Æthelwold or Æthelwald (died 902 or 903) was the younger of two known sons of Æthelred of Wessex (c847-871), King of Wessex from 865 to 871. Because Æthelwold ætheling and his brother were still infants when their father the king died while fighting a Danish Viking invasion, the throne passed to the king's younger brother (and Æthelwold's uncle) Alfred the Great (849-899), who carried on the war against the Vikings and won a crucial victory at the Battle of Edington in 878.
After Alfred's death in 899, Æthelwold disputed the throne with Alfred's son, Edward the Elder. As senior ætheling (prince of the royal dynasty eligible for kingship), Æthelwold had a strong claim to the throne. He attempted to raise an army to support his claim, but was unable to get sufficient support to meet Edward in battle and fled to Viking-controlled Northumbria, where he was accepted as king. In 901 or 902 he sailed with a fleet to Essex, where he was also accepted as king.
The following year Æthelwold persuaded the East Anglian Danes to attack Edward's territory in Wessex and Mercia. Edward retaliated with a raid on East Anglia, and when he withdrew the men of Kent lingered and met the East Anglian Danes at the Battle of the Holme.

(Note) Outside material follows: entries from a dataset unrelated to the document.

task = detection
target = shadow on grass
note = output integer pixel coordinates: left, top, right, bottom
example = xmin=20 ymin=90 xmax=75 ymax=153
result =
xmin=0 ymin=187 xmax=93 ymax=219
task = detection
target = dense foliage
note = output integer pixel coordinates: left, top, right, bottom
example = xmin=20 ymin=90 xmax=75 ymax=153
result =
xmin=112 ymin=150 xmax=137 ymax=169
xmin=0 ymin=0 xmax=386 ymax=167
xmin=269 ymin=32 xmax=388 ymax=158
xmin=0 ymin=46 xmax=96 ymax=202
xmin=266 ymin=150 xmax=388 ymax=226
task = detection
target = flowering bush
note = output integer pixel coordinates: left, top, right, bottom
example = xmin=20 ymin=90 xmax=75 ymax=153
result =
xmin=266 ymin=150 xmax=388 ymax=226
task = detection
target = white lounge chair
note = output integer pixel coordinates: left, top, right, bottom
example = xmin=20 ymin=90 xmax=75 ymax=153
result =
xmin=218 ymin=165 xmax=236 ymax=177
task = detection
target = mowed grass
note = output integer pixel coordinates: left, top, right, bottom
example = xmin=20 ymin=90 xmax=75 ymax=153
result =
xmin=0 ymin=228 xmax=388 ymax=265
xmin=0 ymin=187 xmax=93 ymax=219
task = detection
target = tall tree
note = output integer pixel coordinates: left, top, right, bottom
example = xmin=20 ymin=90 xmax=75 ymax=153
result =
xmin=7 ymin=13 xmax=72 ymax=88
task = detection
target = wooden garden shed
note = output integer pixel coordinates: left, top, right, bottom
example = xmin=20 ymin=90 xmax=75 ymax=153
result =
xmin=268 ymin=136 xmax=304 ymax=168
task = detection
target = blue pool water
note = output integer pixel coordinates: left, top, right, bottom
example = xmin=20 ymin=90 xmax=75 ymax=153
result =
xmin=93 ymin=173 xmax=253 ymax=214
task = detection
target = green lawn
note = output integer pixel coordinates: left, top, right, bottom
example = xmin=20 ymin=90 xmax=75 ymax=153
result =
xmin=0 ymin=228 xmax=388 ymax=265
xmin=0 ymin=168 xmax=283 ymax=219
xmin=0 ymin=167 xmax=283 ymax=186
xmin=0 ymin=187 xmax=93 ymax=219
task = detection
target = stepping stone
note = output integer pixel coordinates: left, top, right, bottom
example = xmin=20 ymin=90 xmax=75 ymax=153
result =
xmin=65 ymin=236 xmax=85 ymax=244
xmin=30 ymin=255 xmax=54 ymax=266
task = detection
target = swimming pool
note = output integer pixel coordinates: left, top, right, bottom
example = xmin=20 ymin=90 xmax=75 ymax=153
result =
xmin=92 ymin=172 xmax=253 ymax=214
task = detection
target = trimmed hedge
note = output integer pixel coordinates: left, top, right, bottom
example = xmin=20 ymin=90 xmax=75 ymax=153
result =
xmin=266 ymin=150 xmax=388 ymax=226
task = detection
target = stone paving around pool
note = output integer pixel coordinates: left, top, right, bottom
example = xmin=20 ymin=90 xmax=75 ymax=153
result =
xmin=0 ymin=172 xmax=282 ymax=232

The Danes were victorious but suffered heavy losses, including the death of Æthelwold, which ended the challenge to Edward's rule.
= Battle of Holme
The Battle of the Holme took place in East Anglia on 13 December 902 between the Anglo-Saxon men of Kent and the East Anglian Danes. Its location is unknown but may have been Holme in Huntingdonshire (now part of Cambridgeshire).
Following the death of Alfred the Great (849-899), his son Edward the Elder (c870-924) became king, but his cousin Æthelwold, the son of Alfred's elder brother, King Æthelred, claimed the throne. His bid was unsuccessful, and he fled to the Northumbrian Danes, who, according to one version of the Anglo-Saxon Chronicle, accepted him as king. In 902 Æthelwold came with a fleet to Essex and the following year he persuaded the East Anglian Danes to attack Mercia and north Wessex. Edward retaliated by ravaging East Anglia and the Danish army was forced to return to defend its own territory. Edward then retreated, but the men of Kent disobeyed the order to retire, and they met the Danes at the battle of the Holme.